Tribune. Prolongeant le discours de ses agences sur l’inocuité du glyphosate, la Commission européenne, dans un rapport publié le 10 octobre, a estimé que « si les pesticides sont utilisés conformément aux conditions d’utilisation autorisées, ils n’ont aucun effet nocif avéré sur la santé humaine et animale, ni aucun effet inacceptable sur l’environnement ».
Pourtant il y a urgence ! Premières victimes des pesticides, particulièrement des insecticides néonicotinoïdes, les abeilles sont menacées d’extinction en Europe. Le taux de mortalité atteint jusqu’à 80 % dans certaines ruches d’Europe.
La chute inquiétante des populations de pollinisateurs a du reste amené la même Commission européenne à émettre en 2013 un moratoire de deux ans sur trois néonicotinoïdes (insecticides agissant sur le système nerveux des abeilles) et proposer en juin leur interdiction : la clothianidine, le thiamethoxame et l’imidaclopride.
Ces substances sont commercialisées par l’allemand Bayer et le suisse Syngenta, cette fameuse multinationale de l’agrochimie qui a échappé à toute sanction judiciaire demandée par l’Union nationale des apiculteurs français au tribunal correctionnel de Paris le 14 décembre 2016.
Il manque 13 millions de ruches en Europe
Le « syndrome d’effondrement des colonies » observé depuis les années 1990 a des impacts sur le secteur apicole mais plus largement sur l’ensemble de la biodiversité. Indispensables pour l’agriculture, les abeilles pollinisent 84 % des cultures européennes et 4 000 variétés de végétaux. En Chine, l’usage intensif des pesticides a entraîné la quasi-disparition des abeilles et les paysans secouent les arbres fruitiers pour tenter de reproduire de manière artificielle ce que la nature n’est plus capable de faire.
PLUTÔT QUE DE TERGIVERSER SUR LES PESTICIDES, COMME IL LE FAIT ACTUELLEMENT, LE GOUVERNEMENT FRANÇAIS FERAIT MIEUX D’INTERVENIR À BRUXELLES POUR FAIRE INTERDIRE TOTALEMENT LES NÉONICOTINOÏDES EN EUROPE
Si nous n’y prenons garde, l’Europe risque de devoir rapidement en arriver aux mêmes extrémités, entraînant un surcoût pour les agriculteurs, déjà fragilisés économiquement. Il manque actuellement 13 millions de ruches en Europe pour favoriser la pollinisation.

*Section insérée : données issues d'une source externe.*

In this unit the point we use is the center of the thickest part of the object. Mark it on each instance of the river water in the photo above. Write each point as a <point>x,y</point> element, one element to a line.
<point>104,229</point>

Le repeuplement de l’abeille est essentiel pour l’avenir de notre agriculture. Plutôt que de tergiverser sur les pesticides, comme il le fait actuellement, le gouvernement français ferait mieux d’intervenir à Bruxelles pour faire interdire totalement les néonicotinoïdes en Europe, exiger une stricte application du règlement européen 1107/2009 en matière d’homologation des produits phytosanitaires et combler le vide juridique pour pouvoir faire condamner les multinationales de l’agrochimie, coresponsables du dépeuplement de l’abeille.

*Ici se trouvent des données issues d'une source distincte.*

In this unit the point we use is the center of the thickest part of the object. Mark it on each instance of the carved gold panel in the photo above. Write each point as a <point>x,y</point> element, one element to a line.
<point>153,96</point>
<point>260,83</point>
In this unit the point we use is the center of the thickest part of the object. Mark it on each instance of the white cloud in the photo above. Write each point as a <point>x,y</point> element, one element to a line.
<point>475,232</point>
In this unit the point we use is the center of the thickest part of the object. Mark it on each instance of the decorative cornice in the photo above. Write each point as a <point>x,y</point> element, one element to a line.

Mais nous devons aller plus loin !
Des moyens supplémentaires pour la recherche
Il est essentiel de mettre en place une stratégie européenne qui permette d’éradiquer certains parasites, bactéries, microchampignons et prédateurs sans recourir à l’utilisation massive de pesticides. Cela passe par des moyens supplémentaires alloués à la recherche sur les causes possibles de la disparition des abeilles et les possibilités de développer des populations plus résistantes.
Il est par ailleurs essentiel de structurer la filière apicole en favorisant la professionnalisation des métiers de l’apiculture et de l’apidologie, notamment par une formation diplômante. Cela passe, enfin, par une politique de sensibilisation auprès des acteurs agricoles sur le rôle essentiel de l’abeille et les usages de précaution à développer.
Ne nous y trompons pas, le déclin des abeilles est symptomatique d’une vision à court terme et intensive de l’agriculture qui n’a que trop duré. A l’heure où le nouveau président de la République barguigne sur les questions environnementales et agricoles, et où le débat sur la future PAC post-2020 a commencé, nous appelons de nos vœux un changement de modèle agricole, favorisant la diversification des productions, limitant les intrants chimiques et par là même préservant les abeilles, la biodiversité et avec elles l’avenir de nos agriculteurs.
Éric Andrieu (Député européen socialiste), Guillaume Balas (Député européen socialiste) et Jean-Paul Denanot (Député européen socialiste)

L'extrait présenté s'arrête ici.